Emilio Gaeta-2-2Emilio Gaeta, Presidente provinciale SNA di Foggia aderente al movimento “Agenti al Centro”, promosso all’interno del Sindacato Nazionale Agenti di Assicurazione, esprime forte preoccupazione e dissenso relativamente alla parte dedicata alle assicurazioni dal Decreto-Legge del 20/01/2012 sulle liberalizzazioni.

"Il Decreto-Legge emanato dal Presidente della Repubblica infatti non solo non “liberalizza” ma costituisce addirittura un passo indietro rispetto alle parziali ma coraggiose aperture dei Decreti precedenti e delle normative ISVAP. Il Decreto-Legge introduce nuovi inutili e fuorvianti oneri burocratici (più preventivi senza però poter collocare i prodotti) che appaiono alibi per non introdurre le vere norme indispensabili per una effettiva concorrenza. Il Decreto-Legge del 20/01/2012, nella parte dedicata alle assicurazioni, è ingiusto, incoerente, inefficace e paradossale.

INEFFICACE rispetto all’ obiettivo del Governo di ridurre i costi della RC auto per i consumatori. E’ risaputo ed evidente che la causa principale dei continui aumenti delle polizze RC auto è da ricondursi all’approccio, non adeguatamente controllato da Istituzioni ed Organi di Vigilanza, che le Compagnie hanno verso il mercato. Se gli artefici sono le Compagnie, non serve moltiplicare le offerte degli “artefici” ma bisogna modificarne i comportamenti.
Peraltro se Catricalà le ha multate sa bene che fanno cartello e quindi moltiplicare le offerte non genera concorrenza, né tantomeno riduzioni tariffarie.
Inoltre l’obbligo dei tre preventivi rappresenta un ulteriore inutile aggravio burocratico, oltretutto facilmente aggirabile dalle compagnie, che costituisce, in particolare per le Agenzie di piccole dimensioni fortemente presenti nella rete di vendita, un ulteriore impedimento per poter dedicare tempo alla consulenza a favore dell’utente. In sostanza effetti opposti a quelli proposti dal legislatore.

INCOERENTE rispetto al disegno complessivo del Decreto-Legge perché le altre liberalizzazioni riguardano per lo più Categorie che decidono il prezzo dei servizi che vendono (ad esempio Avvocati) e quindi l’abolizione dei prezzi minimi potrebbe generalmente calmierare le tariffe. Gli Intermediari assicurativi invece non hanno potere diretto sulle tariffe.

INGIUSTO poiché non esiste alcuna Categoria di lavoratori costretti, gratis, a propagandare prodotti e servizi della Concorrenza.

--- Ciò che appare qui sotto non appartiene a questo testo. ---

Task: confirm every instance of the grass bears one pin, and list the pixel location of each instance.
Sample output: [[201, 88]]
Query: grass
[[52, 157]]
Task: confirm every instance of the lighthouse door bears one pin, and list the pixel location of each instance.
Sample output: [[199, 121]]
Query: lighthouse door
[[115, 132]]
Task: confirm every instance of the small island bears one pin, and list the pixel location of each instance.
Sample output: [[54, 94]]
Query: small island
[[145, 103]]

PARADOSSALE in relazione al fatto che dopo aver lavorato nell’ informare il cliente “in modo corretto, trasparente ed esaustivo, sulla tariffa e sulle altre condizioni contrattuali proposte da almeno tre diverse compagnie assicurative” non ci viene nemmeno riconosciuta la possibilità di collaborazione imprenditoriale tra Agenti.
In sostanza, saremo obbligati ad una complessa e rigida opera di consulenza con conseguenti responsabilità di trasparenza ed adeguatezza, senza libertà di operare.

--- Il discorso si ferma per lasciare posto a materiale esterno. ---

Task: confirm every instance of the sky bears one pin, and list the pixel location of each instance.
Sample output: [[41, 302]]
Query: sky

In sintesi: maggiori costi, più burocrazia per un’apparente tutela del consumatore e nessuna libertà di vendere allo stesso la polizza migliore e più conveniente.

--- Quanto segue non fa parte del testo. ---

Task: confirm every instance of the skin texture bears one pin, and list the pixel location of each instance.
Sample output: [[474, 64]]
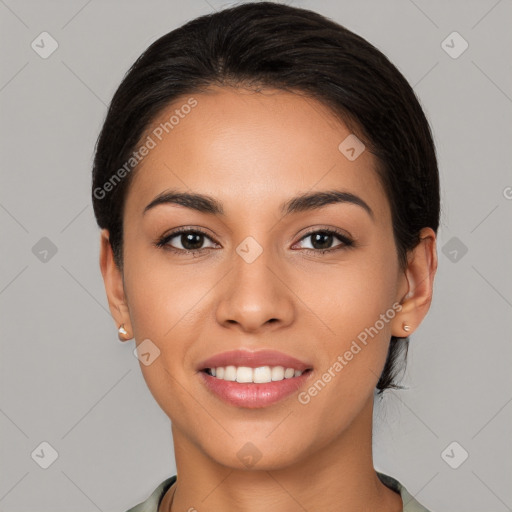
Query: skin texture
[[252, 151]]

Il Presidente Gaeta rivendica con forza la libertà dell’ Intermediario di operare liberamente per l’interesse dei Clienti non soltanto facendo consulenza ma anche e soprattutto potendo offrire le polizze migliori. E’ necessario che, senza ipocrisie, si porti avanti almeno l’ipotesi circolata inizialmente con la quale si obbligava l’Intermediario a presentare tre diversi preventivi ma con la possibilità poi di offrire allo stesso la stipula di una delle polizze illustrate.

Gaeta chiede una mobilitazione di massa, proprio in considerazione dell’elevate tariffe RCA applicate dalle Compagnie di Assicurazioni agli automobilisti pugliesi  perché il Decreto-Legge venga emendato in parlamento anche, con l’intervento dei parlamentari di Capitanata e di tutta la Puglia".